The PEACH Pride Partnership Agreement entered into the Peach County School District.
The agreement outlines procedures for providing early intervention for students who commit less serious offenses at school.
The goal is to do the following:
- Increase graduation rates
- Provide discipline to address the root cause of problem behavior
- Focus judicial resources on dangerous offenders
- Increase public safety in the community
The agreement started in Bibb County. District Attorney David Cooke says it has been extremely successful.
“Over 200 children who previously would’ve been prosecuted and arrested received notices of offenses which lead to counseling or other services,” Cooke said. “The children received help without getting arrested. Only ten of 200 re-offended.”

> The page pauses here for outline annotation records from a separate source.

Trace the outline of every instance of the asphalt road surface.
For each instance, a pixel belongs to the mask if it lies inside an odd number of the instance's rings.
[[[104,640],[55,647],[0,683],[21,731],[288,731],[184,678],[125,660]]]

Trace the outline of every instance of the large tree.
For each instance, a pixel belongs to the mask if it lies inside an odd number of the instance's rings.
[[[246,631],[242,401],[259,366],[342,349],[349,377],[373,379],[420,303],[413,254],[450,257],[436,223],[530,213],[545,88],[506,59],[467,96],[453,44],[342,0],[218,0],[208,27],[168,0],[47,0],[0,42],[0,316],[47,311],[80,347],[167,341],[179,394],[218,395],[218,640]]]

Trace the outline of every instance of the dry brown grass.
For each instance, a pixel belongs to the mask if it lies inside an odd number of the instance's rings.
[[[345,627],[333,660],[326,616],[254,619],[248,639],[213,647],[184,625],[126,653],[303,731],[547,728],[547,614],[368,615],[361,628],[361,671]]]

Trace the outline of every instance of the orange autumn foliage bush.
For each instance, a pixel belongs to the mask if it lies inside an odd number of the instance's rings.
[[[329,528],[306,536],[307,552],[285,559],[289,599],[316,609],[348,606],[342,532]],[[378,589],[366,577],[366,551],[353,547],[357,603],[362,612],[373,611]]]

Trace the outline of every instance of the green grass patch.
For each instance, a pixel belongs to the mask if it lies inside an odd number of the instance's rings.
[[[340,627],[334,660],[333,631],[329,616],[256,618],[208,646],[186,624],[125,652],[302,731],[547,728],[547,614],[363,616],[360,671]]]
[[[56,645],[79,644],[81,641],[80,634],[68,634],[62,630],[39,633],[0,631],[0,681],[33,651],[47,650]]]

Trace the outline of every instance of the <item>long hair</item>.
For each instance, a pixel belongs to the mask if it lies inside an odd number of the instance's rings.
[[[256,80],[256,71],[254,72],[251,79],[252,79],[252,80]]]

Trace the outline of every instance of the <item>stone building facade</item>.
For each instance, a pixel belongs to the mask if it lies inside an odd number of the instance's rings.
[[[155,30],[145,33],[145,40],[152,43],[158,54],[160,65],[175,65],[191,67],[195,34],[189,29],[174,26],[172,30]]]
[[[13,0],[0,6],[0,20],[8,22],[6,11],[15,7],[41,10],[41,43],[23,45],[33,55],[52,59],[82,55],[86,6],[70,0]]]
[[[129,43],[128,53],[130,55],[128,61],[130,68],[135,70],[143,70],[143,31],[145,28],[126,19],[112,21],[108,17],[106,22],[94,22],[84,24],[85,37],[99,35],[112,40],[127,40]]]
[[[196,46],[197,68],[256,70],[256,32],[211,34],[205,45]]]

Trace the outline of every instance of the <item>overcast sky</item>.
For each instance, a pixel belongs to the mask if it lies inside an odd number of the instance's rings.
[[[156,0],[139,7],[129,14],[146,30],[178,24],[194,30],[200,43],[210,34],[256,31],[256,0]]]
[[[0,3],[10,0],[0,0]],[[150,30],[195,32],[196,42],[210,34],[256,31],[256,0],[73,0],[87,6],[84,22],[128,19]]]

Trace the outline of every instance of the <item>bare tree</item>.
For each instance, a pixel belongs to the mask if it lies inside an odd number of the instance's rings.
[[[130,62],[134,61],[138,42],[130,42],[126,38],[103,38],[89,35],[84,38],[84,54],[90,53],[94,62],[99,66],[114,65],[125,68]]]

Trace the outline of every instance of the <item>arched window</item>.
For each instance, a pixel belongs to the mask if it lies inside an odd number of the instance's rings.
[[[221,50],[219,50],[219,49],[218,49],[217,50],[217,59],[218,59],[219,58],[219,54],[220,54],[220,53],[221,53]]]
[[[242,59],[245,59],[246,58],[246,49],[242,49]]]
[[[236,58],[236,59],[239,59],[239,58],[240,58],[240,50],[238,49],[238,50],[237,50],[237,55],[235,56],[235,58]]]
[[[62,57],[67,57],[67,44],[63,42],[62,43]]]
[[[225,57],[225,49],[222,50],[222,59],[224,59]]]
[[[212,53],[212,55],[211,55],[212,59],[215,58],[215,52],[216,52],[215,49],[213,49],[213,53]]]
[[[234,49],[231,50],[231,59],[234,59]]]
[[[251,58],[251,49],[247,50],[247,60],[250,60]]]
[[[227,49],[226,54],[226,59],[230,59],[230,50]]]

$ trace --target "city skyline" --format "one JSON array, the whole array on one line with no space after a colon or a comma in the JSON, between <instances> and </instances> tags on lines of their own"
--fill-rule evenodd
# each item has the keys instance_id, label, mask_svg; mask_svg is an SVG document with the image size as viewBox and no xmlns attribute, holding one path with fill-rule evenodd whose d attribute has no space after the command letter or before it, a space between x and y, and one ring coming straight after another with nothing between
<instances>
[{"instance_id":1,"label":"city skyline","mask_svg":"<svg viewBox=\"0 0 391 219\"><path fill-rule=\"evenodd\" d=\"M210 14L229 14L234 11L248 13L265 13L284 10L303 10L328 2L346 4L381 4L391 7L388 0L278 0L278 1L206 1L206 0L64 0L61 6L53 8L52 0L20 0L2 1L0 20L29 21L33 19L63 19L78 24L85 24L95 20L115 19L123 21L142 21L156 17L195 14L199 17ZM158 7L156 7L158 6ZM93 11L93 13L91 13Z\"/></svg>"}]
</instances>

Superior Court Judge Jefferey Monroe was also apart of the agreement signing in Peach County.
“Instead of narrowing opportunities with students, they are creating and expanding opportunities,” Monroe said.
Georgia Department of Juvenile Justice, Chief of Staff Sean C. Hamilton says that 50% of youth in 19 detention centers in Georgia and 70% of youth in 7 long-term facilities were on a mental health caseload.
“In 2018, 50% of all youth in detention centers had a substance abuse disorder,” Hamilton said.
Hamilton believes that implementing the PEACH Pride Partnership will cut back on these numbers and deal with the problems in a school setting before it gets out-of-hand.
Peach County Sheriff Terry Deese says the Peach County Sheriff’s Office is committed and dedicated to making this school the best it can possibly be.
“SRO deputies are targeting young, minor first-time offenders and give them the resources they need to succeed and not commit the crime again,” Deese said.
David Cooke also said that by “raising up strong children, we don’t have to fix broken adults”
The agreement goes into effect on August 1st.